If security is a major concern though, and the device doesn’t support S2 inclusion, I would upgrade the plug to a newer device that supports S2 security.

Thank you for responding, as you point out this is what I’ve picked up on too.

Strange thing is the device is S2 compatible and I had to enter a pin for it to be included securely, I had the incorrect pin for the first two attempts and then it was included insecurely,
But as we can see from the picture, it’s listed as ZWave Plus but Highest security: None which I don’t know what it means?

I haven’t setup any keys myself (that I know of), but there are keys defined.

Your security will say none, s0, or s2. None means its not using any security. I would try to re include it and see if it shows up properly.

After some exclude/include attempts it finally connected in S2 mode and (for now) the errors in the log has gone away.

Spoke too soon (of corse…).

Now getting errors like this one, not nearly as frequent though.

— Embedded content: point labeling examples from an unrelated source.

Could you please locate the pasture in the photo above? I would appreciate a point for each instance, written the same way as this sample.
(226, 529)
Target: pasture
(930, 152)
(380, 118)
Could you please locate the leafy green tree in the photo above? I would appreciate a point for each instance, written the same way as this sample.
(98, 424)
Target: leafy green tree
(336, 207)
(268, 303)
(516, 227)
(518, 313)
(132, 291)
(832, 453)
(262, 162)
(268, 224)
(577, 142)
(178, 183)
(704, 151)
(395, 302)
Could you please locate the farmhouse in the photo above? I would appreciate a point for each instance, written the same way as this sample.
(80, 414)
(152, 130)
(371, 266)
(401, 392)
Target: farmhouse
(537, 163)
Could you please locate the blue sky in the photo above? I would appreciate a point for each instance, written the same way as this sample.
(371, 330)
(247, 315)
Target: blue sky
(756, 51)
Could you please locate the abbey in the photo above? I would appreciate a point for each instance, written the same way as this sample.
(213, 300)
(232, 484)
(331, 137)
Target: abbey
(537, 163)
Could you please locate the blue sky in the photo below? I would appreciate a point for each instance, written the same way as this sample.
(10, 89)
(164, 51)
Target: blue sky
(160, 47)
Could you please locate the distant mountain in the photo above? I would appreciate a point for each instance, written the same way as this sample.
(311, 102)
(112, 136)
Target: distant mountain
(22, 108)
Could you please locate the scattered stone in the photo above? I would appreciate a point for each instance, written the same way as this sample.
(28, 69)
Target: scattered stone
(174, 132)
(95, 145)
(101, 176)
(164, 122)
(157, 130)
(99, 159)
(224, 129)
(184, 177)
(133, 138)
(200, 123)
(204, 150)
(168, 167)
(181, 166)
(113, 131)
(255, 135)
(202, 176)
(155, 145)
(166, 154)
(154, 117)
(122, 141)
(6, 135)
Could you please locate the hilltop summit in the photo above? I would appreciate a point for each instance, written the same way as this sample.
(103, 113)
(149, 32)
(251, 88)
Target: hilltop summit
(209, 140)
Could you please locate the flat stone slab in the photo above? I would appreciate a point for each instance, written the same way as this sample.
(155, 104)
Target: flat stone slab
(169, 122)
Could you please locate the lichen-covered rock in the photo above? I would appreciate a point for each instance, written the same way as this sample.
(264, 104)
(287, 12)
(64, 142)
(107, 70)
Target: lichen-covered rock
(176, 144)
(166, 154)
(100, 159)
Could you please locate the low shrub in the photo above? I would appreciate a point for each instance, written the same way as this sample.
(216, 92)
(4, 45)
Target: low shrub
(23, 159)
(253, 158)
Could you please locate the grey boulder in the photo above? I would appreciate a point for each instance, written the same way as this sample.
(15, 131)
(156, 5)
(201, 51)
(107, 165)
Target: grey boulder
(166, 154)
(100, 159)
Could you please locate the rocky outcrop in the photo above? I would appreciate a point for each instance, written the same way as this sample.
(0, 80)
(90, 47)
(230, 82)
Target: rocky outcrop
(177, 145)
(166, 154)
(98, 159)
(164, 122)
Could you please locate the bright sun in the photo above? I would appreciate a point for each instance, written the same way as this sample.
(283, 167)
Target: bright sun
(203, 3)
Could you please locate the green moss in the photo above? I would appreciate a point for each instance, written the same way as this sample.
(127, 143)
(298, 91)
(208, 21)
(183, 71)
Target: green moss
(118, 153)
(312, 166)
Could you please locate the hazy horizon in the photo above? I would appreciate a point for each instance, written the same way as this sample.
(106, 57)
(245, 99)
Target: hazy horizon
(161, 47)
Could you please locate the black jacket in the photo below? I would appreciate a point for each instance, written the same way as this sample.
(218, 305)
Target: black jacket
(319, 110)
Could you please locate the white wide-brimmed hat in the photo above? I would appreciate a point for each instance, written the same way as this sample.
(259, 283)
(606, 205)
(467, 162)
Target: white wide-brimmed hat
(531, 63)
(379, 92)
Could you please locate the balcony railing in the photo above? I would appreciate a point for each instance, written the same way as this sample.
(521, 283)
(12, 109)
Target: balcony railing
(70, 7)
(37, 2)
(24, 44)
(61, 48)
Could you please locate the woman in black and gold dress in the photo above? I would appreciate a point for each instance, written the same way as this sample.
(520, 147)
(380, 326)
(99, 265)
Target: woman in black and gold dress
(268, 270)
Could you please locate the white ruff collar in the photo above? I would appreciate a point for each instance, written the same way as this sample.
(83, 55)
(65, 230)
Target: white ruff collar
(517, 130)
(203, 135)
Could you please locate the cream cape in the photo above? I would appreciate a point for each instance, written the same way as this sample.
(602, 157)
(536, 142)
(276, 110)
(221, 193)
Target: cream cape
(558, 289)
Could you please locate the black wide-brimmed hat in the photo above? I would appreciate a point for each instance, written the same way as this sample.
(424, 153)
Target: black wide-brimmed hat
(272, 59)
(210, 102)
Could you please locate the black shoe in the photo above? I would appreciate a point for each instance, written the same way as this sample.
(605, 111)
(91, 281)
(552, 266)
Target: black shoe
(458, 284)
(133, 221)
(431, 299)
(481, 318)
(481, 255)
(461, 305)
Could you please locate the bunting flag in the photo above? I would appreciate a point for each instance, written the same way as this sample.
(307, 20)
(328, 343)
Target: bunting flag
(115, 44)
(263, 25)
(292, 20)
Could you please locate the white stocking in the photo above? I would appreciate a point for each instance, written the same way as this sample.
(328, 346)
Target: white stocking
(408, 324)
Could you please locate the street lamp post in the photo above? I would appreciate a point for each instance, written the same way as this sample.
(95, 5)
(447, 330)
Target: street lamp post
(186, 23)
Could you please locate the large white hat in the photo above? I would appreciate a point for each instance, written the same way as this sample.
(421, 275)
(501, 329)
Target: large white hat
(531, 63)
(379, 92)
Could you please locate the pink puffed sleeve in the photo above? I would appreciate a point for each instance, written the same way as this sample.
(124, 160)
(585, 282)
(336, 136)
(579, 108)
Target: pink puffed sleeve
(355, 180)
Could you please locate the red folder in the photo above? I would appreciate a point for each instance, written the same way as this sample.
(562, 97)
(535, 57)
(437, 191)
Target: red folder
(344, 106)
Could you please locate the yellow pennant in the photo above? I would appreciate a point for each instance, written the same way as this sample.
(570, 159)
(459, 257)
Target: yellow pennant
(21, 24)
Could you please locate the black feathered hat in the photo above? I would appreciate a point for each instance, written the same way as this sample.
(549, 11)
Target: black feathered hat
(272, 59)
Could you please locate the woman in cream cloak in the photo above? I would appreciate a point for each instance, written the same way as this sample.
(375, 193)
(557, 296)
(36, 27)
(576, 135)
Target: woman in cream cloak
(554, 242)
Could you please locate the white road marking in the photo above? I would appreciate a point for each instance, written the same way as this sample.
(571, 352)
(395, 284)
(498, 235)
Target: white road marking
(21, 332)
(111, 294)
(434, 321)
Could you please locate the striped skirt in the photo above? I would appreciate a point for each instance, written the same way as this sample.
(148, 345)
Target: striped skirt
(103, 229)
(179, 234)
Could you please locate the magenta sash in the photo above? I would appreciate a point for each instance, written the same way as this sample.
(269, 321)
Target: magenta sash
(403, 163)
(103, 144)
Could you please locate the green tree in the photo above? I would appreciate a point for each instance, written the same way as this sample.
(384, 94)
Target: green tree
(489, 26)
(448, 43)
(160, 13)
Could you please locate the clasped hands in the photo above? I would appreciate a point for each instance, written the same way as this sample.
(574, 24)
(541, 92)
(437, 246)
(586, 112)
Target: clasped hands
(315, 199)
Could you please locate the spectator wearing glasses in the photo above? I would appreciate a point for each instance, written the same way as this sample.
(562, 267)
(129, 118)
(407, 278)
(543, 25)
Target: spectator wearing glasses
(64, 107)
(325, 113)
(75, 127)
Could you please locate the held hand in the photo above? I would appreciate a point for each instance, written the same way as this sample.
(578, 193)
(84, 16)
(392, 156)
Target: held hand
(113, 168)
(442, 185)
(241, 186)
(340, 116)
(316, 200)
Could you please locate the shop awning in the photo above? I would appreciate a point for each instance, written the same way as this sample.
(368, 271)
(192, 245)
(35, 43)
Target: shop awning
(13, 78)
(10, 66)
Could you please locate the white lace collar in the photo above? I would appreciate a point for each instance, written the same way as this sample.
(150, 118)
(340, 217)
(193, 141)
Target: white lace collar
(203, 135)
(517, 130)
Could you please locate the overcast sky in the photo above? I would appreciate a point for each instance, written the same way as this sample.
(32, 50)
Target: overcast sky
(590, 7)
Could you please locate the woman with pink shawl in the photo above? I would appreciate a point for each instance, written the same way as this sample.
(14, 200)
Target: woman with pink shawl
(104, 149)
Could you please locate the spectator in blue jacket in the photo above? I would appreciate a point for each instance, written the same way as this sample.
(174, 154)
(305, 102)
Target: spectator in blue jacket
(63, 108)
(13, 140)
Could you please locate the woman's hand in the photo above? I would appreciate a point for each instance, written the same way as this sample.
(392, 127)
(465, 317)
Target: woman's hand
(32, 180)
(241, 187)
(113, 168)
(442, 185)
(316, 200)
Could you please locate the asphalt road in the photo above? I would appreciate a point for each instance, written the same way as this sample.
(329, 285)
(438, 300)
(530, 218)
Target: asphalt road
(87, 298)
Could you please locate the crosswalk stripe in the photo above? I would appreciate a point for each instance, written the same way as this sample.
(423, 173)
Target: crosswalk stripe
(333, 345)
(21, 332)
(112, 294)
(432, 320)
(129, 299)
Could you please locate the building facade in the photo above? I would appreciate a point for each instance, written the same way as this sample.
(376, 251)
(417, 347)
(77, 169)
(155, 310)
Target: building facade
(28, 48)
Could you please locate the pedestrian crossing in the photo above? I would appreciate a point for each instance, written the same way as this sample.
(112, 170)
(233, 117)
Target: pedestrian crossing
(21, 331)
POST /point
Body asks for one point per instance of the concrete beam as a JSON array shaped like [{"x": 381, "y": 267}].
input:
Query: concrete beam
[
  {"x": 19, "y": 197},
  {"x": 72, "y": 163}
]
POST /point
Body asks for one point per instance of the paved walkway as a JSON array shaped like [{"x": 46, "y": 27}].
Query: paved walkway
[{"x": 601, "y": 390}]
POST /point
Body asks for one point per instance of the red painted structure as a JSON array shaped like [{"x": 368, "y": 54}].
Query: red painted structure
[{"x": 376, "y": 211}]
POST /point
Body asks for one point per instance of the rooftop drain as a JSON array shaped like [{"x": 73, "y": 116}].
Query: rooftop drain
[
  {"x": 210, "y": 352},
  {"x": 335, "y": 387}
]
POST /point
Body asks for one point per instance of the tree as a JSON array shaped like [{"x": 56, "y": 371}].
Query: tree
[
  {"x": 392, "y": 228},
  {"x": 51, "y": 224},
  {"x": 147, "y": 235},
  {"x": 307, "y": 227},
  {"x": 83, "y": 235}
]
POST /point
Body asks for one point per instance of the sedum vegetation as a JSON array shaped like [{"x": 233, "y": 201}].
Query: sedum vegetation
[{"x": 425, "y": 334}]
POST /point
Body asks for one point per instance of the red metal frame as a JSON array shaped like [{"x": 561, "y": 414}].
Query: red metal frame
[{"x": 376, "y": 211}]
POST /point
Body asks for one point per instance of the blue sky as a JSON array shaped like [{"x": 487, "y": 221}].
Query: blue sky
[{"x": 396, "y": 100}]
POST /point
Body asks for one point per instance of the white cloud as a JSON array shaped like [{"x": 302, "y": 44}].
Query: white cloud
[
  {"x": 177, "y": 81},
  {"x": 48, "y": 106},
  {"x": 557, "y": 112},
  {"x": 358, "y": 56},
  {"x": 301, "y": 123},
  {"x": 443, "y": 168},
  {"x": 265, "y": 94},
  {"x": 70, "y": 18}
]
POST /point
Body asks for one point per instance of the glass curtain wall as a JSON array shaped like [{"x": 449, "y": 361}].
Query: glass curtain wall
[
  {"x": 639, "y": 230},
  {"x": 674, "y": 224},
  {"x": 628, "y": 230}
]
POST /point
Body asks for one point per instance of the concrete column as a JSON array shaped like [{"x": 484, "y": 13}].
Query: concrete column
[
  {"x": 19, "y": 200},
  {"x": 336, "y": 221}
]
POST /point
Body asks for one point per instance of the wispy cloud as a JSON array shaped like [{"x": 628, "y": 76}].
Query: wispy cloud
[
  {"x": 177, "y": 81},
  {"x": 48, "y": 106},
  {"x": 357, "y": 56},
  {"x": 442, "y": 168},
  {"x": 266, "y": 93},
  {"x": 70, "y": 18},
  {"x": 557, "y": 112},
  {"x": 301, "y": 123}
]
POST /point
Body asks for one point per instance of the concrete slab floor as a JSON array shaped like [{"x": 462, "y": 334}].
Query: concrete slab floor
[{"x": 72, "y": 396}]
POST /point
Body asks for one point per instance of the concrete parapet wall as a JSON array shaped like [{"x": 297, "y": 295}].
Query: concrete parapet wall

2023-04-13T14:49:17.060Z DRIVER « [Node 039] [REQ] [BridgeApplicationCommand]
								  │ RSSI: -66 dBm
								  └─[Security2CCMessageEncapsulation] [INVALID]
									  error: Security2CC_CannotDecode
2023-04-13T14:49:17.062Z CNTRLR » [Node 039] Message authentication failed, cannot decode command. Requesting a 
								  nonce...
2023-04-13T14:49:17.074Z SERIAL » 0x012000a90127149f02a70122669bf85b8709e1c1888cb614b6efc70500000000f (34 bytes)
								  f6f
2023-04-13T14:49:17.079Z DRIVER » [Node 039] [REQ] [SendDataBridge]
								  │ source node id:   1
								  │ transmit options: 0x05
								  │ callback id:      255
								  └─[Security2CCNonceReport]
									  sequence number:  167
									  SOS:              true
									  MOS:              false
									  receiver entropy: 0x22669bf85b8709e1c1888cb614b6efc7
2023-04-13T14:49:17.083Z SERIAL « [ACK]                                                                   (0x06)
2023-04-13T14:49:17.085Z SERIAL « 0x010401a90152                                                       (6 bytes)

Hi,
I have the same problem with the Qubino Smart Plug(tested with a series 500 and 700 controller), so it seems to be a bug, but I’m not sure if is is caused by the plug or an issue in ha/zwave js ui.

Is there anybody out there having a Qubino Smart Plug without those errors?

Greetimgs Olli

I got the plug to work with S2 authentication. It just sends status values too often. I have set parameter 40 to 100 and parameter 42 to 180. Since then it runs without problems.